In this part of the Sicilian region the so-called garìghe are widespread, a botanical term given to a type of vegetation that is characterised by low bushes with various shrubs and herbs, common to the arid rocky, stony and usually calcareous areas of the Mediterranean area. The Hyblaean garìga environments, from a floristic point of view, see the association of numerous species which, overall, constitute an excellent pasture for bees; in particular, those characterised by the constant and prevalent presence of thyme and rosemary are essential for producing the traditional and precious monofloral honey.
Already, during the classical age, thyme honey was famous and appreciated, as evidenced by the numerous citations that are scattered in Greek and Latin literature, from Strabo to Virgil, from Ovid to Pliny the Elder and many others. The myth of Hyblon is connected to this: an ethnonym of uncertain origin from which the names of some cities, both real and presumed, of ancient Sicily are derived, including the Greek colony of Megara Hyblaea, whose remains are located a few kilometres from the current city of Augusta, that of the mountains of the Hyblaean mountain ranges and the territorial identification of the thyme honey which was called “ibleo”.
Unfortunately, the thyme bushes are becoming more and more scarce, after being attacked in recent decades on several fronts from air pollution and chemical products (pesticides), fires, as well as uncontrolled harvesting for therapeutic and cosmetic uses. In addition to this there is the more general problems which are present due to the effects of climate change on the blooms of the flowers. Furthermore, it should be remembered that part of the reason for the decrease in thyme bushes in Sicily is due to the too many areas of rocky land that are converted into agricultural land, with the reckless excavation of many areas of garìga.
In recent years, the production of Hyblaean mountain thyme honey has dropped significantly. From the 6 kilograms per hive that were produced in the best years it has now dropped to an average of 2 kilograms. In any case, these are limited quantities of production when compared to the monofloral honeys produced from orange blossoms and wildflowers, which during most regular years can guarantee an average of 25 kg of honey in a single box.
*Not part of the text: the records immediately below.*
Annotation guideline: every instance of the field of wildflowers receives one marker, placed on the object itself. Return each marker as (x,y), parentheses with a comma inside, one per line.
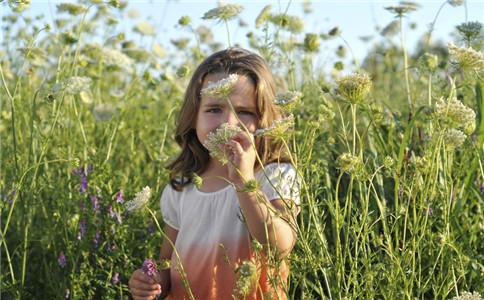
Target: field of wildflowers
(391,151)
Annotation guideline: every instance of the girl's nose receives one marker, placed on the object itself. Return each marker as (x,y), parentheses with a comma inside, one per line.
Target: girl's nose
(231,118)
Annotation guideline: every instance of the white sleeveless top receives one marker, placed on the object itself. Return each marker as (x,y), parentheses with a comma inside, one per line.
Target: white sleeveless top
(213,239)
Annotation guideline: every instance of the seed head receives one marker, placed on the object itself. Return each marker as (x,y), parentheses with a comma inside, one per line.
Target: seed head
(220,136)
(140,200)
(452,113)
(279,129)
(453,138)
(144,28)
(247,274)
(71,8)
(288,98)
(403,8)
(347,162)
(76,84)
(221,88)
(311,42)
(224,12)
(115,58)
(470,30)
(428,62)
(355,87)
(455,3)
(468,60)
(263,16)
(292,24)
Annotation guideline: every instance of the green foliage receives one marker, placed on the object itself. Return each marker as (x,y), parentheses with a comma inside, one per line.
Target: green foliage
(399,215)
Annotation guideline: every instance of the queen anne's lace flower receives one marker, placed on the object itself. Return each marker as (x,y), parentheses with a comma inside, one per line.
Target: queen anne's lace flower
(454,114)
(453,138)
(467,59)
(247,273)
(221,88)
(140,199)
(278,129)
(220,136)
(287,98)
(355,87)
(223,13)
(116,58)
(76,84)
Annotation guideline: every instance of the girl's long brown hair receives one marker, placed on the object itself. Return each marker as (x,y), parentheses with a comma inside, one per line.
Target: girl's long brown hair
(194,157)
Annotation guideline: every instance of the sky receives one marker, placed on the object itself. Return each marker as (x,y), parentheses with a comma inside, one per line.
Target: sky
(355,18)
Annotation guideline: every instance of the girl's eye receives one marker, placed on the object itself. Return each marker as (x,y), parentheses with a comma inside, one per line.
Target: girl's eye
(246,112)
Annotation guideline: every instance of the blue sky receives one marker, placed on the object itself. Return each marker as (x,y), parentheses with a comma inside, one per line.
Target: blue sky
(355,18)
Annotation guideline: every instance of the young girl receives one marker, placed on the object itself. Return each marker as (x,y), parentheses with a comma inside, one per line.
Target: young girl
(230,231)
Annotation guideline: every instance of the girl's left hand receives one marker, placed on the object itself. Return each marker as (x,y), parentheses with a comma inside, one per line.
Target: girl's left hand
(241,155)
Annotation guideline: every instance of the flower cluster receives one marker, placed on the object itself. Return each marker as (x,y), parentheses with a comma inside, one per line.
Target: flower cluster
(352,165)
(354,87)
(76,84)
(288,98)
(221,88)
(220,136)
(115,58)
(223,12)
(468,60)
(279,128)
(247,273)
(453,138)
(140,199)
(454,114)
(149,267)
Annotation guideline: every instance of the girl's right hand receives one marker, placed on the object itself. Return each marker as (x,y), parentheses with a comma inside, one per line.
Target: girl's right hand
(143,287)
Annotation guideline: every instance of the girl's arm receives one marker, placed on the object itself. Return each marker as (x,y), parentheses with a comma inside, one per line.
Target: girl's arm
(144,287)
(275,230)
(165,253)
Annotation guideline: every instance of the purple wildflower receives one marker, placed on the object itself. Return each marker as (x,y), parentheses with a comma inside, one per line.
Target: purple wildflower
(61,260)
(95,203)
(149,267)
(97,236)
(114,214)
(115,278)
(119,196)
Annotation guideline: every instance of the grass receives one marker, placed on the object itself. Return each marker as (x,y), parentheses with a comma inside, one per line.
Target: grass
(398,216)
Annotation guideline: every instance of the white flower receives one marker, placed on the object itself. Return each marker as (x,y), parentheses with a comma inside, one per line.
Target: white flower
(76,84)
(140,199)
(288,97)
(116,58)
(467,59)
(221,88)
(103,112)
(278,129)
(220,136)
(453,138)
(144,28)
(454,114)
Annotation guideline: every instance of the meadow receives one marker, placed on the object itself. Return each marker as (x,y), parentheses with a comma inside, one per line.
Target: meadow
(391,151)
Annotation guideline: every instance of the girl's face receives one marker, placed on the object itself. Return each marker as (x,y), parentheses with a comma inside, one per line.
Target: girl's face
(214,111)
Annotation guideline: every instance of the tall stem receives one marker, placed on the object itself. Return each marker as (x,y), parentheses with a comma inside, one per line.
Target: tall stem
(405,66)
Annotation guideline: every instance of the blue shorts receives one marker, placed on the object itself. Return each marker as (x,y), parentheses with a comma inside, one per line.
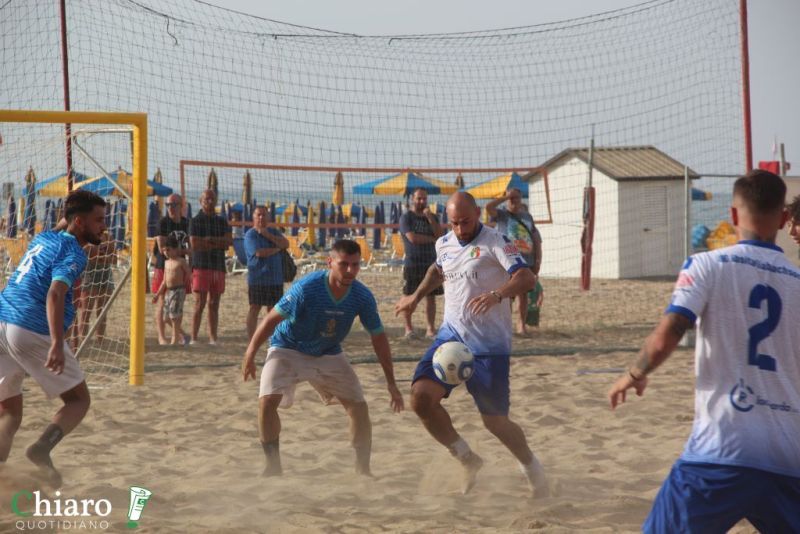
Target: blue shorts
(700,497)
(488,384)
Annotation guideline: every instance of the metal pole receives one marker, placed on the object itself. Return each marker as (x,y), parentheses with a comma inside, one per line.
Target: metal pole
(783,161)
(591,159)
(65,75)
(748,134)
(687,213)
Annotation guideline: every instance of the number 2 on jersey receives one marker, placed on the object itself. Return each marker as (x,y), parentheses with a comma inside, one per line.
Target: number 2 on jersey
(759,332)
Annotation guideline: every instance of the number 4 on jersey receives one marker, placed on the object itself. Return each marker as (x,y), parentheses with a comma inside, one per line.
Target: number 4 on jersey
(759,332)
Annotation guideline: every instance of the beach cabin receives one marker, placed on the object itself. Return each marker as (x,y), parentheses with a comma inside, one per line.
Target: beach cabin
(639,216)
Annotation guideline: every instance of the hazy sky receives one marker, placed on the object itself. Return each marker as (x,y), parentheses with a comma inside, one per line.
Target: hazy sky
(774,31)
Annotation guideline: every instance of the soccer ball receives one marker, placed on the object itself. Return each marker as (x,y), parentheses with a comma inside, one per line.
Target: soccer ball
(453,363)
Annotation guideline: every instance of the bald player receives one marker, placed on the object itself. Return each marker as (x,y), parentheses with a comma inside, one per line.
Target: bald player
(481,270)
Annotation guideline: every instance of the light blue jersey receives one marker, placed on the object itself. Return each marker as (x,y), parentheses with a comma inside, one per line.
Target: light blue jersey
(315,323)
(51,256)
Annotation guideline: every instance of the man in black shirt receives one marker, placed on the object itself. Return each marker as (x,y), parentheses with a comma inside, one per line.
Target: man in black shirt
(209,236)
(173,223)
(420,229)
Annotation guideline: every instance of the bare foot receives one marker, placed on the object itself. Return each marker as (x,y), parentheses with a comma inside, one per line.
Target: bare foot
(471,464)
(42,459)
(272,471)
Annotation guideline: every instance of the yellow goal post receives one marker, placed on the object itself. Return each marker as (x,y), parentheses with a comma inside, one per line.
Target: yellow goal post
(137,122)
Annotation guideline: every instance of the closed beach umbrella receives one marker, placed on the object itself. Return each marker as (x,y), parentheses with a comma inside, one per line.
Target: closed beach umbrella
(394,216)
(340,232)
(213,182)
(29,219)
(57,186)
(247,189)
(48,222)
(295,219)
(11,218)
(322,233)
(312,235)
(158,178)
(362,219)
(152,219)
(338,190)
(376,232)
(404,184)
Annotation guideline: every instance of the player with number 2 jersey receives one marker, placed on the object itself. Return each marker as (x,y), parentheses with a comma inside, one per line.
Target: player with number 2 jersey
(742,460)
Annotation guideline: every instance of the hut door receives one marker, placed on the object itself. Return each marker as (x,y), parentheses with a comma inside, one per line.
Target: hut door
(655,231)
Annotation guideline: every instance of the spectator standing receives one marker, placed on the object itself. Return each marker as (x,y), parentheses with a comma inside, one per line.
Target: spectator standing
(209,236)
(420,230)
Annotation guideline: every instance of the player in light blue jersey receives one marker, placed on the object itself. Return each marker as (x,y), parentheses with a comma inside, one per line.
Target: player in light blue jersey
(742,460)
(36,309)
(307,327)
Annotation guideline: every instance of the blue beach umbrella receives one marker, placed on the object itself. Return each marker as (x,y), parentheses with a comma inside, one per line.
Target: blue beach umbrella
(376,232)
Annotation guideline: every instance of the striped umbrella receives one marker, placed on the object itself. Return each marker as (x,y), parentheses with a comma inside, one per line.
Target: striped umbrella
(404,184)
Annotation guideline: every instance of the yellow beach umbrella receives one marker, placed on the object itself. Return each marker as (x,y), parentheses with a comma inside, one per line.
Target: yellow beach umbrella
(496,187)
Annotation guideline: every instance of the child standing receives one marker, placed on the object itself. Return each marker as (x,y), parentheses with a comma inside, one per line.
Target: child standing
(176,273)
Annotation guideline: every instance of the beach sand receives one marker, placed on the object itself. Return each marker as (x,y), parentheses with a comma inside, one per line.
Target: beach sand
(189,434)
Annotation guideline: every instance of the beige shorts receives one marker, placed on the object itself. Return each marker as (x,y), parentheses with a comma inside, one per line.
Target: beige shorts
(331,375)
(23,351)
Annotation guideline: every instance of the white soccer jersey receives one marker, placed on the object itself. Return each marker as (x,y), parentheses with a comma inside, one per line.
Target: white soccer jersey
(471,269)
(747,358)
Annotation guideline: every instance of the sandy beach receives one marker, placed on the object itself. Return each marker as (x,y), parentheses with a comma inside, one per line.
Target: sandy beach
(189,434)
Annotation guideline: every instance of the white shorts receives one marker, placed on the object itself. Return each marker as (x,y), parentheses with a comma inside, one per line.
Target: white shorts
(331,375)
(23,351)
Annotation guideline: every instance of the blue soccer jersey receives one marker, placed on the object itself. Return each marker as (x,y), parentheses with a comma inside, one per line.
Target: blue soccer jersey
(50,256)
(316,323)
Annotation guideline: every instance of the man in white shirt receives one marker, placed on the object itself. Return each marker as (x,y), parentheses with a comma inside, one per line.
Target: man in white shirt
(742,459)
(481,270)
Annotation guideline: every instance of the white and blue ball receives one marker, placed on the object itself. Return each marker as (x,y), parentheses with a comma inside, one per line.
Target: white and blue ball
(453,363)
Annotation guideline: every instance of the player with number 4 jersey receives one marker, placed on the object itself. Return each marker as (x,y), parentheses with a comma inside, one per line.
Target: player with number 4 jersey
(35,311)
(742,459)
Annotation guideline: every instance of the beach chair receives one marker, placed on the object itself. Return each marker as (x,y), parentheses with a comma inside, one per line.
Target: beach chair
(398,252)
(13,248)
(236,258)
(368,259)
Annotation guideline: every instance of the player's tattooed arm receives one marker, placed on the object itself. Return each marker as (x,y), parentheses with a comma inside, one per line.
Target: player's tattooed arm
(660,344)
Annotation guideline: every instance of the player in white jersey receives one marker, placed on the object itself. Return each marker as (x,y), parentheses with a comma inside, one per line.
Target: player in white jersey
(742,459)
(35,311)
(481,270)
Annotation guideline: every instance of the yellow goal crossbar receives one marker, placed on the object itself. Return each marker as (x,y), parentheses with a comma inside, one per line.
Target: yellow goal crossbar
(138,121)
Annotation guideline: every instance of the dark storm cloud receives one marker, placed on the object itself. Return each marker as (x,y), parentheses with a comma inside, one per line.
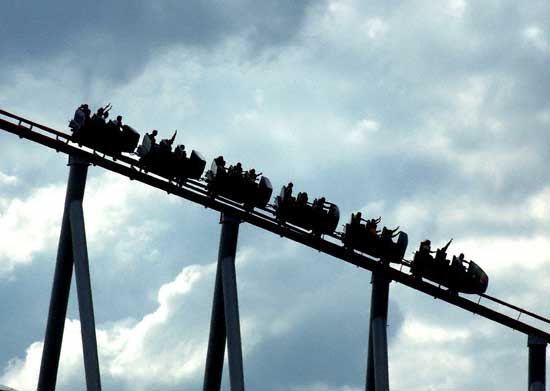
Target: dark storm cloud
(118,38)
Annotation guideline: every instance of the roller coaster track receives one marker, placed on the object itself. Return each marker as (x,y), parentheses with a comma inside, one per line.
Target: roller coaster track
(195,191)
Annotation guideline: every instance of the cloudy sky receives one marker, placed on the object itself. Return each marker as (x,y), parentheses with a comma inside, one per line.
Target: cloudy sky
(433,115)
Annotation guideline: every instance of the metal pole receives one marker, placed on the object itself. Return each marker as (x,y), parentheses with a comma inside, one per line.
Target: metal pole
(537,363)
(85,303)
(62,280)
(377,361)
(225,314)
(216,341)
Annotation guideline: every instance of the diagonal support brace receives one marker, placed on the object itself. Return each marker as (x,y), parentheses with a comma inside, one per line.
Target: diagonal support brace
(377,361)
(71,250)
(225,324)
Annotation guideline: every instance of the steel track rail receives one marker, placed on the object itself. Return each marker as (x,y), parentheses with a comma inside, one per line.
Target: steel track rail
(196,193)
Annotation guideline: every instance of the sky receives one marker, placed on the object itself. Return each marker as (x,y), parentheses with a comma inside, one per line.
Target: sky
(433,115)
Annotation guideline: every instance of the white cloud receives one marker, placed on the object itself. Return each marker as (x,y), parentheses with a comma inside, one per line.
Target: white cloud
(7,180)
(31,225)
(375,28)
(535,36)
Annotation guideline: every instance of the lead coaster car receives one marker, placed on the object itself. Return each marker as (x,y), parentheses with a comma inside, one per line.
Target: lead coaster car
(305,215)
(104,137)
(238,187)
(173,165)
(468,278)
(358,237)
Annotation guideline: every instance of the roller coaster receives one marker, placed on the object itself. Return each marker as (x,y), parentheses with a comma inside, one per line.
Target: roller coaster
(311,224)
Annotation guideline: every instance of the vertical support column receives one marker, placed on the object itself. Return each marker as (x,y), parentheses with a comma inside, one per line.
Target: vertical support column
(216,341)
(62,280)
(225,323)
(84,292)
(537,363)
(377,361)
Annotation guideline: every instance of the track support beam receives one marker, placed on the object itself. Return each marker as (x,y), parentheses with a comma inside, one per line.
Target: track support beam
(377,360)
(224,323)
(71,250)
(537,363)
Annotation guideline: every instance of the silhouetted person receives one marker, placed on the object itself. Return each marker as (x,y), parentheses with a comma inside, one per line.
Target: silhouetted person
(87,111)
(356,220)
(180,151)
(288,191)
(318,204)
(441,253)
(236,170)
(79,118)
(302,198)
(220,162)
(152,136)
(99,114)
(251,175)
(425,247)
Fewer and fewer beekeepers continue to bring their bees to forage the thyme shrubs in areas where the habitat suitable for its spontaneous spread still manages to continue. Usually between the end of May and the first weeks of August, depending on the altitude, the pinkish-purple of the flowers and their scent emphasise their presence in the low-hill countryside and climb the plateaus of the Hyblaean mountains. They are commonly found in some of the cut sections of the areas known locally as “cave”, which are in the deep gorges that are rich in nature and history.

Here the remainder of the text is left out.